Moving On

It was 23 March 2020 and like the rest of the country, I was waiting for the Prime Minister to announce the extent of lockdown measures, to combat Covid-19. Suddenly, I heard the familiar sound of a text message and picked up my phone to read the NHS had identified me as someone “at risk of severe illness” of the Coronavirus, advising me to remain at home for a minimum of twelve weeks. To my surprise, I was one of the 1.5 million people categorised as “extremely vulnerable”, requiring special measures. This was news to me, as although I’d been diagnosed with an underlying health condition five years earlier, treatment hadn’t been required and I had lived a normal life ever since. Consequently, the text message sent a cold chill down my spine, as I digested the implications of my predicament.

In the days that followed, fear reached fever pitch, with media reports that those with severe illnesses would not be admitted to hospital or offered a ventilator bed. Some patients were even sent “do not resuscitate” forms in the event their condition deteriorated. It was clear that with scarce resources, difficult decisions had to be made and priority would be given to healthier patients. At first I absorbed the news stoically and reconciled myself to the rationale, but as the death toll mounted, anxiety began to creep in, as I contemplated the possibility of my demise.

That night, I retired to bed with a sense of foreboding and reflected on what lay behind it. Was it a fear of death or was it simply that I didn’t want to die alone (in the event I was admitted to hospital)? As I lay mulling over the issue, I realised it was the latter. I had unequivocal faith and had no fear of death. I accepted death was part of life and possibly the greatest incentive to live fully and happily. I also believed life was a gift from God and God would decide when my journey ended, not a clinical diagnosis. If my time had come, no amount of medical intervention could save me.
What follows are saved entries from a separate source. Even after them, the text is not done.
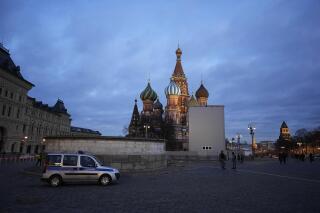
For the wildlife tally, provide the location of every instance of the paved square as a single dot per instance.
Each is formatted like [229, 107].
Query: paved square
[259, 186]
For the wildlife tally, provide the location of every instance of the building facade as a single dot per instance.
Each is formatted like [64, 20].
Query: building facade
[206, 130]
[169, 122]
[284, 132]
[24, 121]
[79, 131]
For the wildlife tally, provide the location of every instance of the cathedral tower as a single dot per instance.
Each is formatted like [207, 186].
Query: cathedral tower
[148, 96]
[134, 126]
[173, 108]
[284, 132]
[180, 79]
[202, 95]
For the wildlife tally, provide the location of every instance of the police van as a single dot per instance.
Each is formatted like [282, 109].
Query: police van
[61, 167]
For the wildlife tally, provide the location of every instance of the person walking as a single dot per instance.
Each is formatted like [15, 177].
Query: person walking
[242, 157]
[222, 158]
[38, 157]
[311, 157]
[284, 157]
[234, 161]
[280, 157]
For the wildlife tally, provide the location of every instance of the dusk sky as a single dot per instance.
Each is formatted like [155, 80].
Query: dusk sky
[261, 59]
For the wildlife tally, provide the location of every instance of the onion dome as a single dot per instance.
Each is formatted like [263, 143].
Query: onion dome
[178, 53]
[284, 125]
[148, 94]
[193, 102]
[172, 89]
[157, 105]
[202, 92]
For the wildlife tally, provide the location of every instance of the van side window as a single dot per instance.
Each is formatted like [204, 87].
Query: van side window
[70, 160]
[86, 161]
[54, 160]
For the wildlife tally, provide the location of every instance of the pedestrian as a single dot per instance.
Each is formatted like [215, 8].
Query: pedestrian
[311, 157]
[285, 155]
[38, 157]
[234, 161]
[222, 158]
[280, 157]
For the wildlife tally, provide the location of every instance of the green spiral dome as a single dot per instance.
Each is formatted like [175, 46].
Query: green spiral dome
[148, 94]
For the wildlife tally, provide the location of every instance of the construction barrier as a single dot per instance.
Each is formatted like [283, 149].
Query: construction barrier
[16, 159]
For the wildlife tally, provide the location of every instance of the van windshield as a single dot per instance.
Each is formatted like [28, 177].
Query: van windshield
[54, 160]
[97, 159]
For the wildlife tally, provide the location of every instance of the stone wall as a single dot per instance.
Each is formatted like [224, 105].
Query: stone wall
[123, 153]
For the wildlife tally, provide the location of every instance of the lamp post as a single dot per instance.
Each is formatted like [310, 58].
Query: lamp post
[251, 129]
[238, 136]
[232, 139]
[146, 128]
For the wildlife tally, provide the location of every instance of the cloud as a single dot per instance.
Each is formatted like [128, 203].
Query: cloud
[259, 59]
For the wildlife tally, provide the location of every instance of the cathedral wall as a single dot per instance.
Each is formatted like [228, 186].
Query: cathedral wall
[122, 153]
[206, 130]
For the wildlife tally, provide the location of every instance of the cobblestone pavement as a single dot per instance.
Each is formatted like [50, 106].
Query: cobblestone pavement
[259, 186]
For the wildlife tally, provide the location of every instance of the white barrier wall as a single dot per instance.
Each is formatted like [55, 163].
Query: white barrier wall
[206, 130]
[105, 145]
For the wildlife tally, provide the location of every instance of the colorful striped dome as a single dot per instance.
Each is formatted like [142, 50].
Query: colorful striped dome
[202, 92]
[172, 89]
[157, 105]
[148, 94]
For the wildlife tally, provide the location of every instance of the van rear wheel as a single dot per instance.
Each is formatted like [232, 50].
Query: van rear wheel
[104, 180]
[55, 180]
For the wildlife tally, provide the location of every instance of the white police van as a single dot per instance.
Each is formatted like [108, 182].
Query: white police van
[80, 167]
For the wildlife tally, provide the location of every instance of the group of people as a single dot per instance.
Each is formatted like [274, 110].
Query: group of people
[234, 158]
[303, 157]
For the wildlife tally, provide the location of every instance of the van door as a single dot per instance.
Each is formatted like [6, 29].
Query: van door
[70, 168]
[88, 168]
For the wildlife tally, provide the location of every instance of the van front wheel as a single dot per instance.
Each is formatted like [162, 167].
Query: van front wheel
[104, 180]
[55, 180]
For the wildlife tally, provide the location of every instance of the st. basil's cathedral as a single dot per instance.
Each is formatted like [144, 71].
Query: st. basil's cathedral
[170, 123]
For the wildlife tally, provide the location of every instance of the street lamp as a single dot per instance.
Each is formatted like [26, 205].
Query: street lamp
[251, 129]
[232, 139]
[238, 136]
[146, 128]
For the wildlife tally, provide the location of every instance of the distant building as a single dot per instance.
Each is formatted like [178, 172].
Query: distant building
[284, 141]
[24, 121]
[78, 131]
[170, 123]
[265, 146]
[206, 130]
[284, 132]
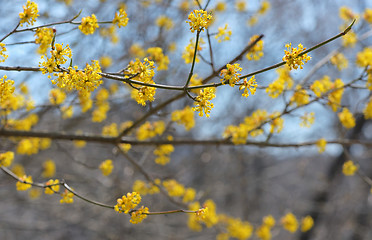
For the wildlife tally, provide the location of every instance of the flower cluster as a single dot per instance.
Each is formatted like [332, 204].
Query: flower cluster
[88, 24]
[349, 168]
[231, 74]
[2, 52]
[120, 19]
[145, 73]
[294, 58]
[6, 159]
[29, 14]
[157, 55]
[6, 89]
[199, 20]
[164, 22]
[223, 34]
[54, 186]
[106, 167]
[43, 37]
[255, 52]
[202, 101]
[150, 130]
[163, 152]
[184, 117]
[24, 183]
[138, 215]
[346, 118]
[67, 197]
[248, 85]
[128, 202]
[283, 82]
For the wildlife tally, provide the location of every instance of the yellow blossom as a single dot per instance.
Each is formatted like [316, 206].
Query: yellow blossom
[340, 61]
[199, 20]
[346, 118]
[24, 183]
[6, 89]
[255, 52]
[223, 34]
[250, 85]
[321, 144]
[307, 120]
[292, 56]
[121, 19]
[52, 189]
[349, 168]
[6, 159]
[44, 37]
[2, 52]
[289, 222]
[230, 74]
[29, 14]
[89, 24]
[164, 22]
[368, 109]
[67, 197]
[106, 167]
[184, 117]
[202, 101]
[127, 202]
[138, 215]
[307, 223]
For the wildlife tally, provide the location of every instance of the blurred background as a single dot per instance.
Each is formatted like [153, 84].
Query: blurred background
[246, 182]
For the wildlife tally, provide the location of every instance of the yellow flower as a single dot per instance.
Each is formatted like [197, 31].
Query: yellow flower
[199, 20]
[43, 37]
[6, 89]
[256, 52]
[250, 85]
[368, 109]
[184, 117]
[52, 189]
[307, 223]
[349, 168]
[120, 19]
[164, 22]
[128, 202]
[106, 167]
[289, 222]
[89, 24]
[292, 57]
[2, 52]
[49, 169]
[24, 183]
[138, 215]
[321, 144]
[230, 74]
[307, 120]
[202, 102]
[346, 118]
[223, 34]
[29, 14]
[6, 159]
[67, 197]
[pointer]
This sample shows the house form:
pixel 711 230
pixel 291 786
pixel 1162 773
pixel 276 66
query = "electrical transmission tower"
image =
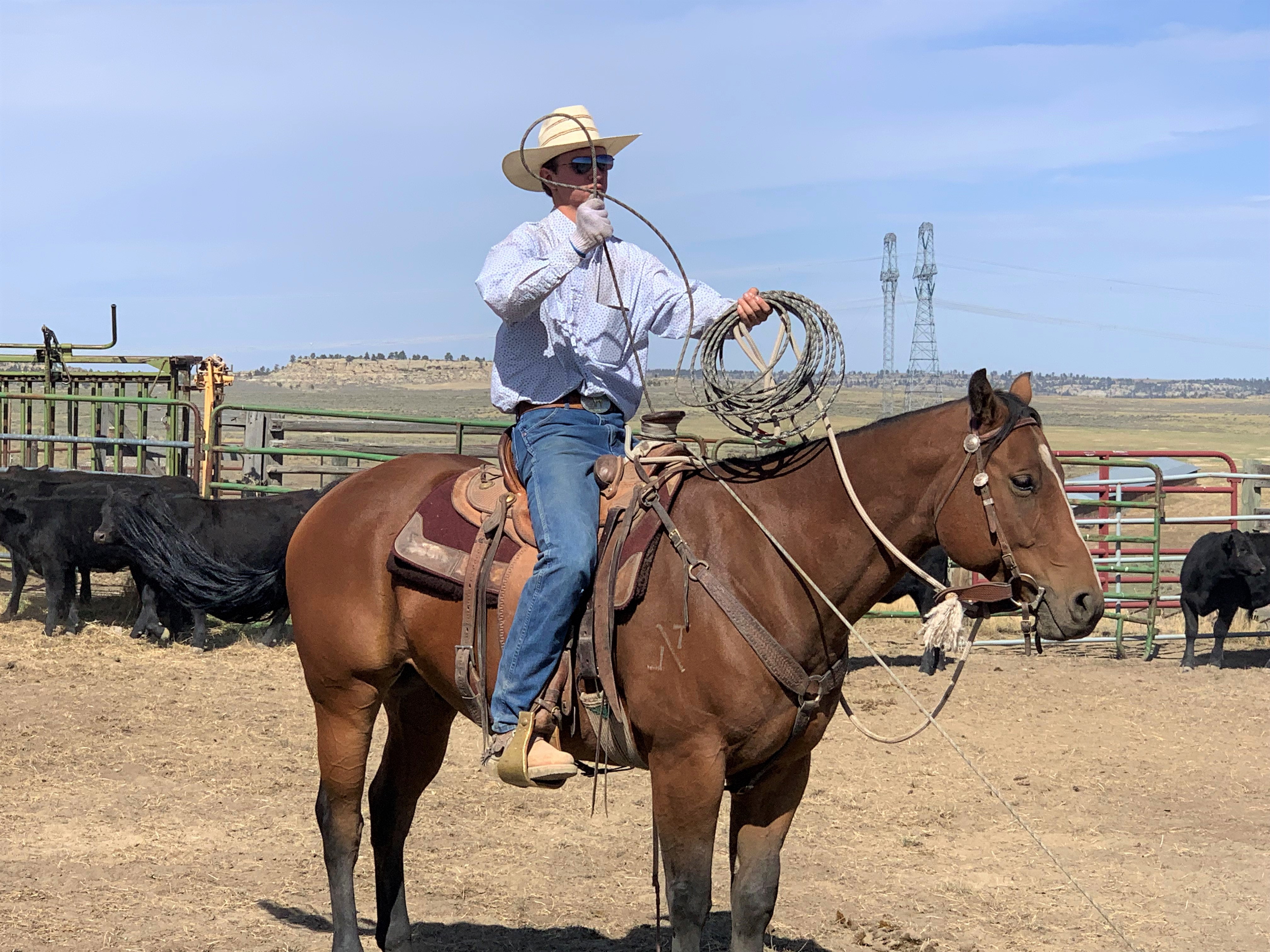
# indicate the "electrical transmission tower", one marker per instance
pixel 924 386
pixel 890 282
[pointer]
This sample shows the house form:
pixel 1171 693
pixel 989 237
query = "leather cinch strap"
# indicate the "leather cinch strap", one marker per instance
pixel 809 691
pixel 470 657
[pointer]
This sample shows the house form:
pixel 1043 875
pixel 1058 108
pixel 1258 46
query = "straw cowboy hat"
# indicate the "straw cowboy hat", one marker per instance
pixel 558 136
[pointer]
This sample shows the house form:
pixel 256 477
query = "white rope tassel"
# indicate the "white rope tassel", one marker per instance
pixel 943 626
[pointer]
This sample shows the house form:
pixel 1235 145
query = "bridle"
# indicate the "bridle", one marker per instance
pixel 1020 588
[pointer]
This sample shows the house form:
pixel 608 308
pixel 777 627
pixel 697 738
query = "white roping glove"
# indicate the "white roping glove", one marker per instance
pixel 593 225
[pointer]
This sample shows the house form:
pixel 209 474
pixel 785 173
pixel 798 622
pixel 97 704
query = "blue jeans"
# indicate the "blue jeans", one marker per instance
pixel 556 451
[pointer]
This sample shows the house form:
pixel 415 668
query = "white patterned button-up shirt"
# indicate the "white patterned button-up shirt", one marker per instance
pixel 562 327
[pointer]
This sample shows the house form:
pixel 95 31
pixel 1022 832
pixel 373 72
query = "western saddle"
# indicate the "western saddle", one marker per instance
pixel 472 539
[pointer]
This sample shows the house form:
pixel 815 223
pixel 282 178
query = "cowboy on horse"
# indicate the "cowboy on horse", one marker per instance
pixel 568 362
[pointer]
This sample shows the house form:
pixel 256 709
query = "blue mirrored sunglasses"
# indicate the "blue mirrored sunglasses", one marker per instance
pixel 582 164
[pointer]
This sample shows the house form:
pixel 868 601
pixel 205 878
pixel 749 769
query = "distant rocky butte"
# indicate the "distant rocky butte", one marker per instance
pixel 318 372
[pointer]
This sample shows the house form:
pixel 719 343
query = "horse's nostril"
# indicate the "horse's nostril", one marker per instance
pixel 1085 604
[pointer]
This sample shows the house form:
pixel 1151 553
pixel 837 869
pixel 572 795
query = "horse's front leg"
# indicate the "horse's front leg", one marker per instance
pixel 688 789
pixel 760 820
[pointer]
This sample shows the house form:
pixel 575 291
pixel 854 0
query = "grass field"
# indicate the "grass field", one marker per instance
pixel 1238 427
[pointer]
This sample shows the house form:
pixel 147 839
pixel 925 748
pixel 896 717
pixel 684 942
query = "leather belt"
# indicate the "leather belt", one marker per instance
pixel 573 400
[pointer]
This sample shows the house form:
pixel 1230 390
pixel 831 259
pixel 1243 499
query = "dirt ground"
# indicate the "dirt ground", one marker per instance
pixel 158 799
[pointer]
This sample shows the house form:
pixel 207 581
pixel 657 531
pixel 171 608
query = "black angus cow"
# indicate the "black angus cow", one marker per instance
pixel 55 537
pixel 1223 572
pixel 935 563
pixel 220 557
pixel 56 541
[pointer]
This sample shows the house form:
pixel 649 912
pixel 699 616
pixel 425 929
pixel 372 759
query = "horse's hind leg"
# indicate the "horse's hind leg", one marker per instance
pixel 760 820
pixel 346 718
pixel 418 734
pixel 688 787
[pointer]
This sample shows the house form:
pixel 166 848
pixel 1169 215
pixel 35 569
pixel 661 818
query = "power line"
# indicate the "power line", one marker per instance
pixel 1090 277
pixel 1099 326
pixel 890 282
pixel 925 384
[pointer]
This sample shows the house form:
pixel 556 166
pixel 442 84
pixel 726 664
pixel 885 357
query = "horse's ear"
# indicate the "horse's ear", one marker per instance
pixel 983 402
pixel 1021 388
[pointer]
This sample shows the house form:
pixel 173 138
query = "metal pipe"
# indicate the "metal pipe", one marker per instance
pixel 1016 643
pixel 102 441
pixel 1178 478
pixel 1176 521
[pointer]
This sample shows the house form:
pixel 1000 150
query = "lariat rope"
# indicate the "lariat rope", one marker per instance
pixel 820 366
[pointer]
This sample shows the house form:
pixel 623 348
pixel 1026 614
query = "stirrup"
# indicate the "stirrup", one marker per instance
pixel 513 765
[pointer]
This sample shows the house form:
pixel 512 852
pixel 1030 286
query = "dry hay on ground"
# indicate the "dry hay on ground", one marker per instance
pixel 158 799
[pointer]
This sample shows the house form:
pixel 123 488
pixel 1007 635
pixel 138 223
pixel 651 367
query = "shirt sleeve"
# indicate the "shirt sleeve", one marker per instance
pixel 670 303
pixel 518 277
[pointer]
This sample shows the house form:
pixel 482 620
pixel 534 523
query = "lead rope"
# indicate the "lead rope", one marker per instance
pixel 766 376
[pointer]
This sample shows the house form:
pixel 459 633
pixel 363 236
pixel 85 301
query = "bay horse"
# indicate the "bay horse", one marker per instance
pixel 368 642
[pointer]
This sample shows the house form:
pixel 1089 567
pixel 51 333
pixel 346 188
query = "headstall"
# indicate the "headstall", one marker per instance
pixel 1020 588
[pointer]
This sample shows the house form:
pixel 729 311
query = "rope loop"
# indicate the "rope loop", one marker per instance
pixel 764 404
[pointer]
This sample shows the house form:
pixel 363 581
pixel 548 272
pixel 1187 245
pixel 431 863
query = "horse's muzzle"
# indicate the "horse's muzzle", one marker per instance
pixel 1062 617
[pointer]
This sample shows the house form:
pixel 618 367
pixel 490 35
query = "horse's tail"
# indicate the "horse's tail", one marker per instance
pixel 191 575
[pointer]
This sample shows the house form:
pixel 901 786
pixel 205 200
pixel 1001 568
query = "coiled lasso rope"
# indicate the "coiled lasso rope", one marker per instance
pixel 768 400
pixel 771 398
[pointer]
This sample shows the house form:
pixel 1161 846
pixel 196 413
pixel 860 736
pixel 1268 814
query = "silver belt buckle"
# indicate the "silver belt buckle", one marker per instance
pixel 596 403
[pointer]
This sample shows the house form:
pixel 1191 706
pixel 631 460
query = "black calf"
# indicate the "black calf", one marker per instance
pixel 1223 572
pixel 44 483
pixel 220 557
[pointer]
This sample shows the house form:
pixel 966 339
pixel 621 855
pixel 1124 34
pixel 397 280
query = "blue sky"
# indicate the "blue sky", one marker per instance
pixel 261 179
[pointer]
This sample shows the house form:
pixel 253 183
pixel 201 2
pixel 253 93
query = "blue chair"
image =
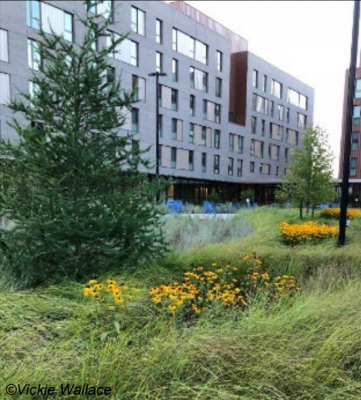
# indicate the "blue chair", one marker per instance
pixel 209 207
pixel 175 206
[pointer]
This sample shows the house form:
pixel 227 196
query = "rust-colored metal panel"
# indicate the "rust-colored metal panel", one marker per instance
pixel 238 43
pixel 355 128
pixel 238 87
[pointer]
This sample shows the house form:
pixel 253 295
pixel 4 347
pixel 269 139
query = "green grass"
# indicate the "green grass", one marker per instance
pixel 309 351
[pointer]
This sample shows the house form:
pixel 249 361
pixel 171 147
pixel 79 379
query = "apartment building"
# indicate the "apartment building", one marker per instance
pixel 227 119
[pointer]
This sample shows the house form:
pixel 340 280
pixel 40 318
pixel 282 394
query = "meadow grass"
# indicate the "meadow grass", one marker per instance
pixel 308 351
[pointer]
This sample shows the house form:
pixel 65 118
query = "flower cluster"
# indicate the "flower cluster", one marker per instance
pixel 222 286
pixel 111 294
pixel 294 234
pixel 335 213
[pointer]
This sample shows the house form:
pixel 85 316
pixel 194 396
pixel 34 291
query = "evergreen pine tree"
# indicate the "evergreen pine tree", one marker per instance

It didn’t mean that I wanted to die; after all who wants to die, but it liberated me from worrying about the “What ifs”.

However, my equanimity wasn’t just founded in religious belief, but in my deep love for God. Having spent a lifetime seeking God, I had developed an irrepressible, searing love for Him. Our relationship had strengthened and deepened over time and I believed death would mean an emotive reunion with my beloved companion, who eagerly awaited my return. Of course, I appreciated my family wouldn’t share this perspective and understood the inevitable pain and suffering which would follow. However, if death was the vehicle and God the destination, I had nothing to fear and could face it with a peaceful heart. And with that thought embedded at the forefront of my mind, I turned over and fell into a deep, untroubled sleep.